Many of the newcomers crowded into a first-floor apartment they had rented in April on Pine Street, on the Tenderloin side of Nob Hill. When that filled up, a second flat was rented nearby. Dohrn and Jones greeted each new arrival in person; hugs and tears were the order of the day. Gradually the post-Townhouse gloom began to lift. In its place a wave of relief swept the group. They had survived. They were among friends. They were free. “There was a certain amount of exhilaration that we’d gotten away with what we’d gotten away with,” recalls Paul Bradley. “We weren’t in jail like we were supposed to be. We were living in this beautiful city and going to the beach. So, yeah, it was good.”

This “new” incarnation of Weatherman began to develop a style sharply different from its Midwest and East Coast origins. As wonky student leftists, SDS members had dressed conservatively, by ’60s standards; the men had short hair. In San Francisco many Weathermen finally came face-to-face with what they insisted on calling “youth culture,” that is, hippies, adorned with
long hair, beards, beads, and bell-bottoms. In barely a year, while the Weather leadership had been consumed with purges, riots, and bombs, these shaggy kids seemed to have taken over a series of ever-larger antiwar demonstrations.

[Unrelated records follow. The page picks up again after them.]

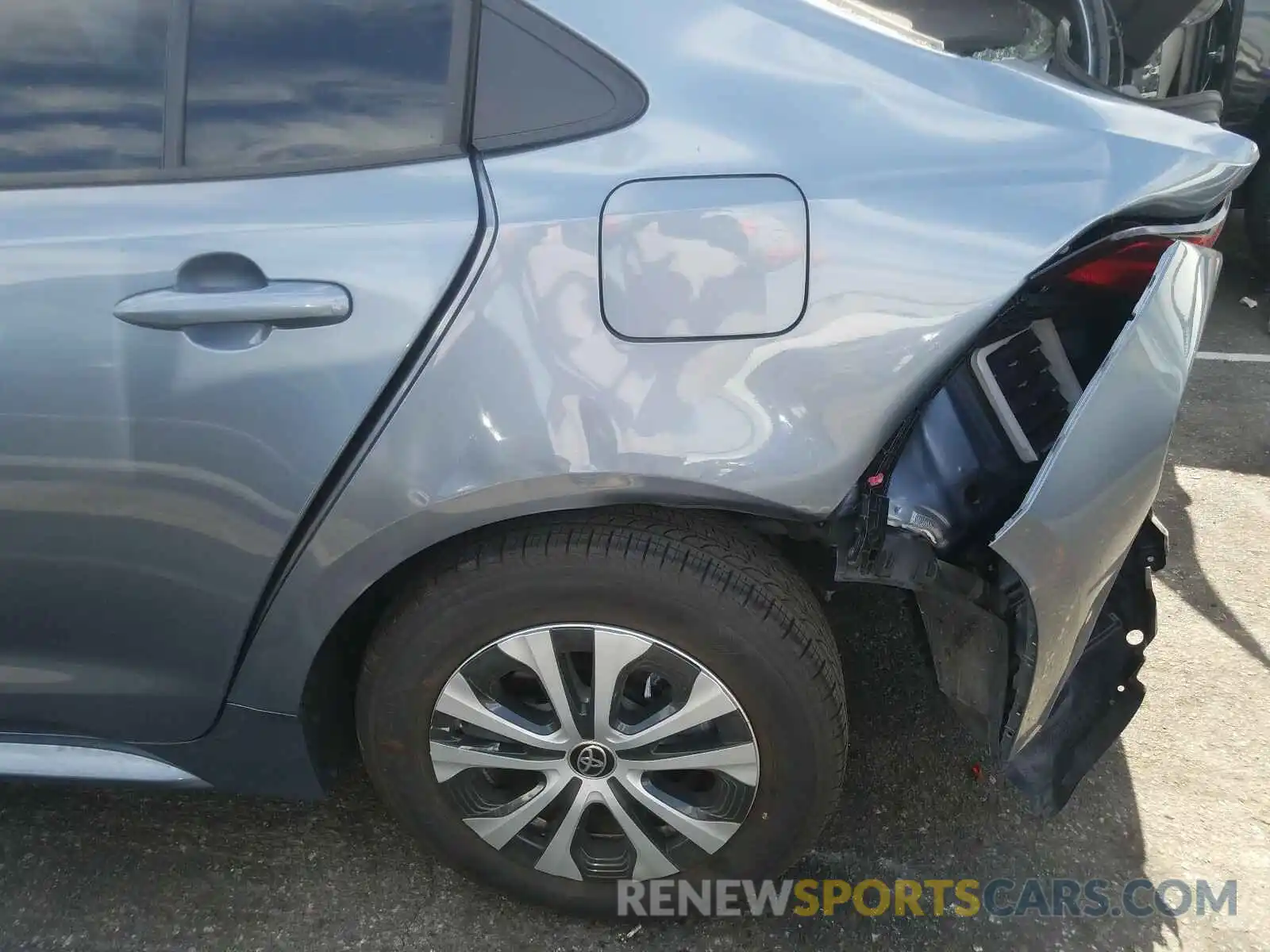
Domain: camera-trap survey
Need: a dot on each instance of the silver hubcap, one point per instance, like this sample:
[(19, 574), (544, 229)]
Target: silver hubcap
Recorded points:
[(594, 753)]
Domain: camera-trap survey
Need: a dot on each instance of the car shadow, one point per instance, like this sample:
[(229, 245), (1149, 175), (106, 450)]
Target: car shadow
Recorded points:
[(135, 869)]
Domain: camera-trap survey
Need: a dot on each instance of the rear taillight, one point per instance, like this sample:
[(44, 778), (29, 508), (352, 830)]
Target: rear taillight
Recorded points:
[(1122, 267), (1127, 262)]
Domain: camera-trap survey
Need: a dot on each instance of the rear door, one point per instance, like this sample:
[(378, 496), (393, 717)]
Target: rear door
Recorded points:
[(222, 226)]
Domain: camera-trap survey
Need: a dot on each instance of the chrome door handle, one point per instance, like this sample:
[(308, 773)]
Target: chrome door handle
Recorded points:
[(283, 304)]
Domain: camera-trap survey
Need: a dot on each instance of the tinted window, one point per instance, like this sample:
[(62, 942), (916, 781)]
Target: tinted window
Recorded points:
[(82, 84), (317, 80)]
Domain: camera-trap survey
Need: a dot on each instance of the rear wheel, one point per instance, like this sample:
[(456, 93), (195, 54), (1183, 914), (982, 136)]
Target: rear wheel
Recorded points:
[(633, 695)]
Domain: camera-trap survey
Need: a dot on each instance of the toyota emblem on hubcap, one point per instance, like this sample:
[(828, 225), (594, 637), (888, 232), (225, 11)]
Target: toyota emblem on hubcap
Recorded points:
[(592, 761)]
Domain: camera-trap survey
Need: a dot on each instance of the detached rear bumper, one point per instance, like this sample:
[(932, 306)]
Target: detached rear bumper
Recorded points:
[(1083, 543)]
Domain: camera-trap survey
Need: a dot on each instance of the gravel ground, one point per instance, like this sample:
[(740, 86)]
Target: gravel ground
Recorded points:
[(1187, 793)]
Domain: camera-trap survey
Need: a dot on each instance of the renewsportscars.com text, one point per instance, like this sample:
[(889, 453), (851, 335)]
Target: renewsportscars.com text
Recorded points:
[(1001, 898)]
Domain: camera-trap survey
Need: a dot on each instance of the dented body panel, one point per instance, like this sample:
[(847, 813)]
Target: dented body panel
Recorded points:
[(1098, 486), (935, 186)]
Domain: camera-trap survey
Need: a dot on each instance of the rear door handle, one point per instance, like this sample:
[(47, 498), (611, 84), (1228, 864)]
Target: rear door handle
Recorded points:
[(281, 304)]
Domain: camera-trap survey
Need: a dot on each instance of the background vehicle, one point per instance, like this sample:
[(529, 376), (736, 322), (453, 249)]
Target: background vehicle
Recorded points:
[(1206, 59), (463, 374)]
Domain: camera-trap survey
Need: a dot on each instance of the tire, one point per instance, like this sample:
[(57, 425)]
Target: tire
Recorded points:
[(725, 620), (1257, 215)]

Sensing the change, and needing to blend into the Bay Area’s laid-back Left, the Weathermen embraced the new look. Jeff Jones took the lead, growing a bushy beard and donning a leather cowboy hat; he acquired a pickup truck adorned with a large red rose and named it Suzie Q. Bill Ayers sported a leather vest and beads with no shirt, while Dohrn wore Grace Slick−style fishnet tops with no bra, a look that—if nothing else—kept men from staring at her face. The new hippie vibe tended to unsettle their militant friends back east. “It did seem like the California people had a different style,” recalls Jonah Raskin, who visited Dohrn and Jones later that year. “I mean, no one in New York was driving around in a pickup truck with a red rose.”

Others, however, sensed that the change was needed. “People had been overheated, you know, in Chicago,” remembers Rick Ayers, Bill Ayers’s brother, who had left the army to join Weatherman, “and before long, they realized we had to calm down, be cool, think, plan for the long term. The weird thing was, being underground, suddenly everyone was a lot calmer, a lot more zen. It was like, ‘Eh, let’s have another cup of tea.’ Chill out. Relax. You know, we took our time.”

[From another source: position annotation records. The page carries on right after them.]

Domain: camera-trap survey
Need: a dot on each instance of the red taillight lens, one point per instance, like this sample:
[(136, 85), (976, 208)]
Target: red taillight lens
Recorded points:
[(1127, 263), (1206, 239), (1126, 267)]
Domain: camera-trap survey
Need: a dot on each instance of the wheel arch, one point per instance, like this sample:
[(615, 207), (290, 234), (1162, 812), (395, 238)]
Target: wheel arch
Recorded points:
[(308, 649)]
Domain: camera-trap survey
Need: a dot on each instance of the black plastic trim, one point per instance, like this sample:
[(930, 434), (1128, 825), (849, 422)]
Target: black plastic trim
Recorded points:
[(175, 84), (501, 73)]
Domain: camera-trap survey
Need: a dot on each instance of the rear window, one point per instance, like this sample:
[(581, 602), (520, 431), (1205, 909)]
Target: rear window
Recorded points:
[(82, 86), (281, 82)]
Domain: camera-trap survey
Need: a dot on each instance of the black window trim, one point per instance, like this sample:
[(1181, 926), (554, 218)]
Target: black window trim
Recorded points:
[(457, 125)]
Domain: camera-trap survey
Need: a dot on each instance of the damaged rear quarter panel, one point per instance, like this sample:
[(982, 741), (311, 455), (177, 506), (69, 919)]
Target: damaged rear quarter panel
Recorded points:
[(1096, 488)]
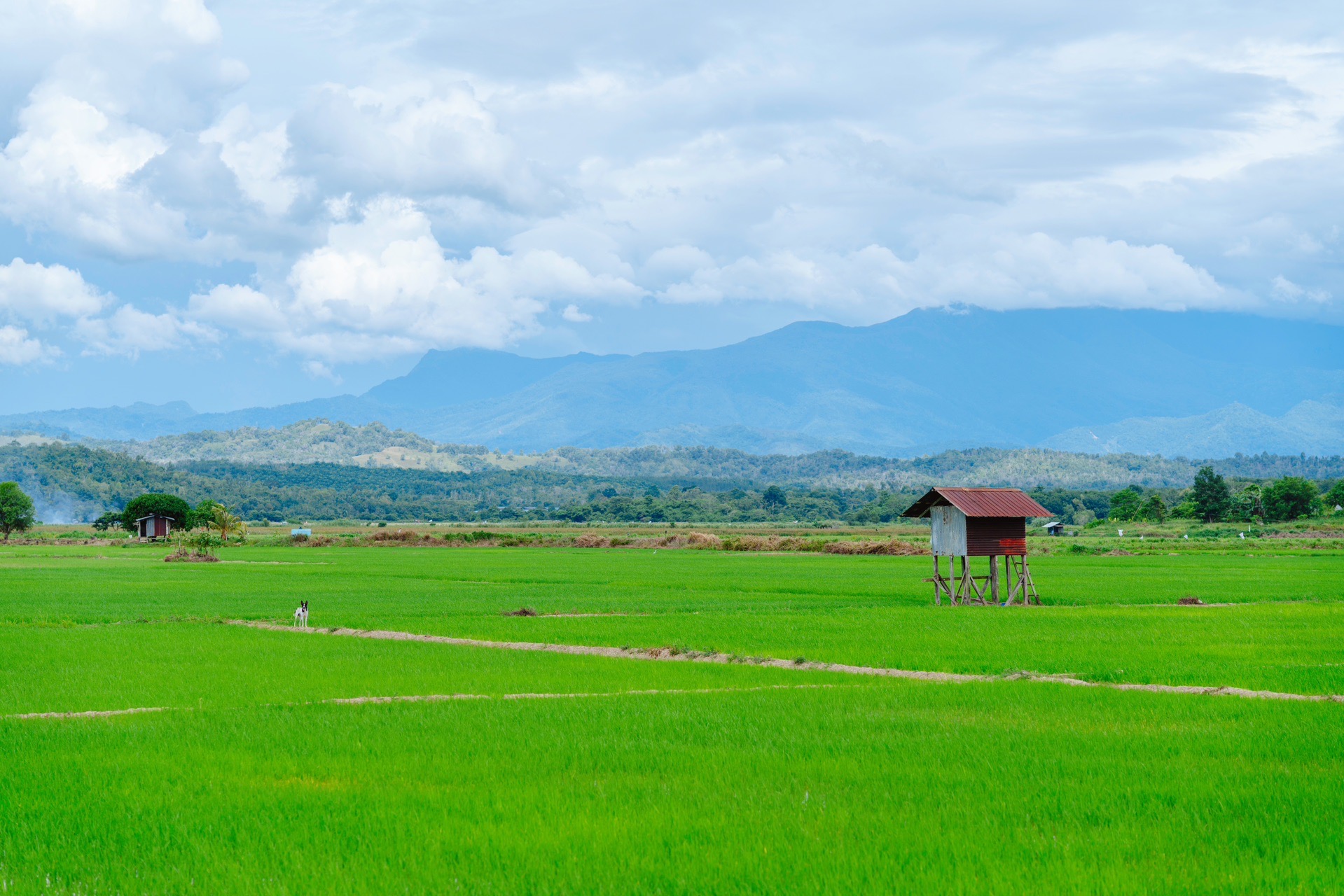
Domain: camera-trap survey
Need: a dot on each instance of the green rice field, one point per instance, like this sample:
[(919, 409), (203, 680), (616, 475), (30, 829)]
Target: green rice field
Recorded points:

While the leadership regrouped in San Francisco, what remained of Weather’s underground structure collapsed as quickly as the townhouse itself. “It was crazy how many people we lost,” recalls Brian Flanagan. “I remember asking Jeff Jones at one point, you know, what happened to Denver? And he kind of sighed and said, ‘Those people are so far underground they don’t even know they’re still members.’” The Midwestern tribes—Cleveland, Pittsburgh, Buffalo—simply disappeared. Scores of Weathermen found themselves cast adrift, still committed to armed struggle but unable to regain contact. The teenaged Joanna Zilsel and a girlfriend left Cleveland headed for California, with vague plans of finding other Weathermen. They never did. Zilsel ended up in British Columbia, where she lives to this day.

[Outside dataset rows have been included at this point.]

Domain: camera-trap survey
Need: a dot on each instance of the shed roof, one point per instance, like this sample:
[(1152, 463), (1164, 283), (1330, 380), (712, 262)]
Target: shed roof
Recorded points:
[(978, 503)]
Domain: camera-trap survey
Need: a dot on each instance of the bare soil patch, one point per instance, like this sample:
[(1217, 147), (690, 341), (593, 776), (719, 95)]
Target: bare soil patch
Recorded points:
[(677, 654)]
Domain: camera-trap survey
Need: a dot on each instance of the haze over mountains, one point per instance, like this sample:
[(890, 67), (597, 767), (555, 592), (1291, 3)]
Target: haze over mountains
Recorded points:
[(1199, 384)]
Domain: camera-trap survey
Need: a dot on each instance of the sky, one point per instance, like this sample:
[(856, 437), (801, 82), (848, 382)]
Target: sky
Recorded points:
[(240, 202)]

Many settled back into “normal” lives within the Movement, where they would form a bulwark of Weather’s aboveground support. But others refused
to give up. One or two, such as Seattle’s “Quarter Moon Tribe,” later forged ties with Weather, functioning as minor-league affiliates. Still others struck out on their own.

A group of veterans of the Weather collective in Milwaukee formed around a young activist named Judith Cohen and two others; they had all been purged but kept the collective alive in hopes of regaining leadership’s favor. “We decided to form a ‘purgee’ group,” Cohen recalls. “This was my chance to get back in. We did some great little actions, on campuses, against ROTC, almost riots, busting into classrooms, a lot of civil disobedience. We weren’t Weathermen. We were trying to be Weathermen, hoping they would invite us back in.”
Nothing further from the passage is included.